Ma non è tanto il lavoro di Cappato che vale la pena di considerare, quanto le dichiarazioni della madre di Fabiano Antoniani, Carmen Carollo, chiamata a testimoniare nel processo. Prima di iniziare la testimonianza, la signora Carollo ha detto “Speriamo che sia la volta buona per avere una legge sul biotestamento. Mio figlio ha lottato tanto per questo”. E poi “Gli ho detto vai Fabiano, la mamma vuole che tu vada”. Proprio così “la mamma vuole che tu vada”. E il pubblico ministero Tiziana Siciliano si è alzata per porgerle un fazzoletto con cui asciugarsi le lacrime.

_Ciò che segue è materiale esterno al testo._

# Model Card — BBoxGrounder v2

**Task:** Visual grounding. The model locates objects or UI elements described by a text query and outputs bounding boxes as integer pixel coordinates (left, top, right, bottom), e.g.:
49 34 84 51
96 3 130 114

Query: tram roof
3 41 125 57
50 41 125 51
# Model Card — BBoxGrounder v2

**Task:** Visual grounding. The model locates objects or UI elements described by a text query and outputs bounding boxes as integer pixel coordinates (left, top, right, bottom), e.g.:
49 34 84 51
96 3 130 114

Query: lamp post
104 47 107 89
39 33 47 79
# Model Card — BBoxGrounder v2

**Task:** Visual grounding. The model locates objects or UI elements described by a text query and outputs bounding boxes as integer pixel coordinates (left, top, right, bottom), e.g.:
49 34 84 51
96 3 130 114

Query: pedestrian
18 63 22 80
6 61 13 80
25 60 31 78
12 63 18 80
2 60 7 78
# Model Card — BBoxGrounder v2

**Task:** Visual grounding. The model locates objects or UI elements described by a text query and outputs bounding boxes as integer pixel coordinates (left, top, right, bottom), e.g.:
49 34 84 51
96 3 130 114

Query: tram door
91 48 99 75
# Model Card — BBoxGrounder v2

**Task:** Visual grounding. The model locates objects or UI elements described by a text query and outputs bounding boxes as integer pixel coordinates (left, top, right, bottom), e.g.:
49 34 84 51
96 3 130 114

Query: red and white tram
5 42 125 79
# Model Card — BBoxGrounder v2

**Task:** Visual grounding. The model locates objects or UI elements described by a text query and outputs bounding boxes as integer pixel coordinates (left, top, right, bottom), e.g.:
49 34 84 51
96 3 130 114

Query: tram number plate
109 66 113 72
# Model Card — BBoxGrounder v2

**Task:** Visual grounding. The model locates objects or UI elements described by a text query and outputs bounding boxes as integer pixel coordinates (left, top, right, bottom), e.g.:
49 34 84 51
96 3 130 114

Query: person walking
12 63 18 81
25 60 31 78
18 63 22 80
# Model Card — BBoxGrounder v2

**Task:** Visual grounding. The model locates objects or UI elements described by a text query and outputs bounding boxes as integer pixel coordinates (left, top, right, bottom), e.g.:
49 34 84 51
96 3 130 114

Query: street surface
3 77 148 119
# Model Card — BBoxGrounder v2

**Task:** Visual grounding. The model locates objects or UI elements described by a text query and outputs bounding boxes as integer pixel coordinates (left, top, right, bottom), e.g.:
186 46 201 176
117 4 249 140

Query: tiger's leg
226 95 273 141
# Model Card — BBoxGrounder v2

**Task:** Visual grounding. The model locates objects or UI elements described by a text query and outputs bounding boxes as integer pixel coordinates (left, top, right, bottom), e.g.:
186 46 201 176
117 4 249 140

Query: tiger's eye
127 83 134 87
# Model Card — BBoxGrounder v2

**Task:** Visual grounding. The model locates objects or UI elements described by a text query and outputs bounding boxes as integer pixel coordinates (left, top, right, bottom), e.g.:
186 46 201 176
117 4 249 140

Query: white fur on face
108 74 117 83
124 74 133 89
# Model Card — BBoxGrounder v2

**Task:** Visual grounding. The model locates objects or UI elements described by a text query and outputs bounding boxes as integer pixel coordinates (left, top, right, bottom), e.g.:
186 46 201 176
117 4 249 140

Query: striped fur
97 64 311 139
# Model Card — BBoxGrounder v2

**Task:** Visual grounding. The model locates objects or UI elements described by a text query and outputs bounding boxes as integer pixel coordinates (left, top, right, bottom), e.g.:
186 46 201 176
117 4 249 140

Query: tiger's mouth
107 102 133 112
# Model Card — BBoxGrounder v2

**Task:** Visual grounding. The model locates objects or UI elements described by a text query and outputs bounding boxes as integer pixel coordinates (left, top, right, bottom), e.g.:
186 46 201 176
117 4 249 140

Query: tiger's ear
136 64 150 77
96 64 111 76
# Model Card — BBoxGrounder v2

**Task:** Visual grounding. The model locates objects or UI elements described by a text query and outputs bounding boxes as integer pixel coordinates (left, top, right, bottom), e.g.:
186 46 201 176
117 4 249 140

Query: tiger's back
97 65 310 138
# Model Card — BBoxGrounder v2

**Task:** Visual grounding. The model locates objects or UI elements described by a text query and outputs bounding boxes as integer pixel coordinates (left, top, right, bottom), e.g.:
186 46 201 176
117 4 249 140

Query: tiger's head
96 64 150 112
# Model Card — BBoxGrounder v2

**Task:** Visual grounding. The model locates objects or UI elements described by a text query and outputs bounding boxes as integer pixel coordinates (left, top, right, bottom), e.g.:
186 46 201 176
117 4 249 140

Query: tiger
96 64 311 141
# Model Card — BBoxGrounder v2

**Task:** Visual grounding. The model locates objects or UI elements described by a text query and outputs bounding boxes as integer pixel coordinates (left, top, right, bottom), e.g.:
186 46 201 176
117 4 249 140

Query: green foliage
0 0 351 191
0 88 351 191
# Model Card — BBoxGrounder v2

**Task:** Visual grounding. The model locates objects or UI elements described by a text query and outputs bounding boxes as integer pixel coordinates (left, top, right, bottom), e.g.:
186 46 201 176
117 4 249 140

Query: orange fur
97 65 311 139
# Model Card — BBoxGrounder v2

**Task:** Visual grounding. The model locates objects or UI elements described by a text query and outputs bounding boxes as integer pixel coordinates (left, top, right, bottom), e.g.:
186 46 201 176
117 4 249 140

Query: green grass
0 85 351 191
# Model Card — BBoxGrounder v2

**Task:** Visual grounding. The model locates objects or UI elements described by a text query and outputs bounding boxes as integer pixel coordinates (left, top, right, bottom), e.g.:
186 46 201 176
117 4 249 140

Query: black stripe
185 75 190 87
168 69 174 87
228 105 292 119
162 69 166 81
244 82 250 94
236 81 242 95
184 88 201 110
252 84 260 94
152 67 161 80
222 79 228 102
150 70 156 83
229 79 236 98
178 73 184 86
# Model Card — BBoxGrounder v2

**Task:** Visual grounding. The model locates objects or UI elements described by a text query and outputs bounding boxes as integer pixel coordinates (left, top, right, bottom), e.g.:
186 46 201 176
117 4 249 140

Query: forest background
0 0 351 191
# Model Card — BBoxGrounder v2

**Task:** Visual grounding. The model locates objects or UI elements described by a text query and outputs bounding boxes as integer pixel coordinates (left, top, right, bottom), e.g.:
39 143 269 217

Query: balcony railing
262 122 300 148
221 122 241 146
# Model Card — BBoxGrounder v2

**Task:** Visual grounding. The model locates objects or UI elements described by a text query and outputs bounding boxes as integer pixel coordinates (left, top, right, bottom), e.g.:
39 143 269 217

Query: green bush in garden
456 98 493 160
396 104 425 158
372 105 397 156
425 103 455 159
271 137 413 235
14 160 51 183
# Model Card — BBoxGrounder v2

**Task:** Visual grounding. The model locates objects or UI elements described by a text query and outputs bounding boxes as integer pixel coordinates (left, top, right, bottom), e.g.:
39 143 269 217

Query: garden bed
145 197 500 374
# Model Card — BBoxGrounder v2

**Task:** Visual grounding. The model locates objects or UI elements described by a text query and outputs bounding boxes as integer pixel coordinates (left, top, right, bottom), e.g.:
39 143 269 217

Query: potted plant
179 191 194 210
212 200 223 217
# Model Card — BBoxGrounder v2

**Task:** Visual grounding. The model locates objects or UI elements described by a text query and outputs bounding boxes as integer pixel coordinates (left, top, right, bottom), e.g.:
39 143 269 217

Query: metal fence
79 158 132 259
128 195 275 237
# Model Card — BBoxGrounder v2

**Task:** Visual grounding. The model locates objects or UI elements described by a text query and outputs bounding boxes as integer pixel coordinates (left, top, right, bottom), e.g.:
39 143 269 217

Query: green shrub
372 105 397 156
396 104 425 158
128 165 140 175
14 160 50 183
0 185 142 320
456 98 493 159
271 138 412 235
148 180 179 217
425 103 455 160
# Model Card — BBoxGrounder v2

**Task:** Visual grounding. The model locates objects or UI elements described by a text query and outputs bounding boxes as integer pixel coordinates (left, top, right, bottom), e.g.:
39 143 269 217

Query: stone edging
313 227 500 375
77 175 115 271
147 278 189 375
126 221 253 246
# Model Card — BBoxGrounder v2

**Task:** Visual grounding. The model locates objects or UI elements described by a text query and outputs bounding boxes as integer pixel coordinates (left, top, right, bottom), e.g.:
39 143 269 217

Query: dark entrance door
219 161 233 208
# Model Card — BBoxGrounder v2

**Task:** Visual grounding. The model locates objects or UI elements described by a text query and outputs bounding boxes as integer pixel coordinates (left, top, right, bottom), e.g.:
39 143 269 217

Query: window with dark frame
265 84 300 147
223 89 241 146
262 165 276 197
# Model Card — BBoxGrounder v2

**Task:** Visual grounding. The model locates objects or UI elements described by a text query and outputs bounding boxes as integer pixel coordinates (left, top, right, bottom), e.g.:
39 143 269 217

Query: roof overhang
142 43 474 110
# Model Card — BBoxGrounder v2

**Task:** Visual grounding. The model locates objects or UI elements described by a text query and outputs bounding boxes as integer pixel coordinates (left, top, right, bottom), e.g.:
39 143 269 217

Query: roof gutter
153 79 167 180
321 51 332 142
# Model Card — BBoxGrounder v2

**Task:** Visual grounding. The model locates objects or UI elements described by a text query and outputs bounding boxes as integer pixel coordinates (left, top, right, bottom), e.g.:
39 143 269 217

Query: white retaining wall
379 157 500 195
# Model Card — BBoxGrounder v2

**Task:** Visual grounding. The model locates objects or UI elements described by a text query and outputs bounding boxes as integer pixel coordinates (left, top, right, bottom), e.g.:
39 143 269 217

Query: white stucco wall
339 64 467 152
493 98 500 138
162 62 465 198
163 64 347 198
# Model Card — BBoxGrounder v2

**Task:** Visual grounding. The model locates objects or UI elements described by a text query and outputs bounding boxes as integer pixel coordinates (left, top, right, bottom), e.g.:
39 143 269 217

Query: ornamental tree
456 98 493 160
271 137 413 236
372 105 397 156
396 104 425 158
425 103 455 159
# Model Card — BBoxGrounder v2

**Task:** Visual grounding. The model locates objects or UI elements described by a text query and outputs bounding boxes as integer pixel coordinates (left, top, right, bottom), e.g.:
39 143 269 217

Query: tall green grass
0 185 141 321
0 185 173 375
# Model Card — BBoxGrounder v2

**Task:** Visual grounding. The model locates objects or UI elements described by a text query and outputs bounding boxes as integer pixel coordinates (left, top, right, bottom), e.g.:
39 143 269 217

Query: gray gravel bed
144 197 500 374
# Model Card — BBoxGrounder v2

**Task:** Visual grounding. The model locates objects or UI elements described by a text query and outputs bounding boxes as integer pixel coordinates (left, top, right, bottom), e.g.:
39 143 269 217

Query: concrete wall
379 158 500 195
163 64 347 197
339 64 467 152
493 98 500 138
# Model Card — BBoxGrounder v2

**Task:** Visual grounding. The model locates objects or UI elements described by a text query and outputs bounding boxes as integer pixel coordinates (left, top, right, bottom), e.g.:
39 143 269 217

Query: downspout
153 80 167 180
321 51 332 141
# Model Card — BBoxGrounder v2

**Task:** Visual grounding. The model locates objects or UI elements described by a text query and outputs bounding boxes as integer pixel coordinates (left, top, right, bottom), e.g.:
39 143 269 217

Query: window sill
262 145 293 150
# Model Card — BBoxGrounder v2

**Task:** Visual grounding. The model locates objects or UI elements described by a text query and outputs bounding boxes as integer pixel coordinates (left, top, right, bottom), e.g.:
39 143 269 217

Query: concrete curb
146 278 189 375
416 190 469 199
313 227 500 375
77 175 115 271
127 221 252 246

Su “La Nazione”, Gabriele Canè commenta concludendo così: “Oggi, però, è il giorno del dolore, della pietà. Delle lacrime di mamma Carmen quando ha ricordato il momento in cui ha dato il permesso al suo Fabiano di andarsene. Quando ha rilanciato la battaglia di suo figlio per il biotestamento. Quando ha pregato i giornalisti di non farle altre domande perché… perché che si può chiedere a una madre che ha vissuto questa esperienza? Quando ci ha fatto pensare alle tante esistenze senza speranza, al dramma delle famiglie. A chi resiste, e a chi alza bandiera bianca. Oggi è il giorno di mamma Carmen. Che ha detto ‘vai’ al suo Fabiano. E che forse ogni giorno spera di volare da lui”.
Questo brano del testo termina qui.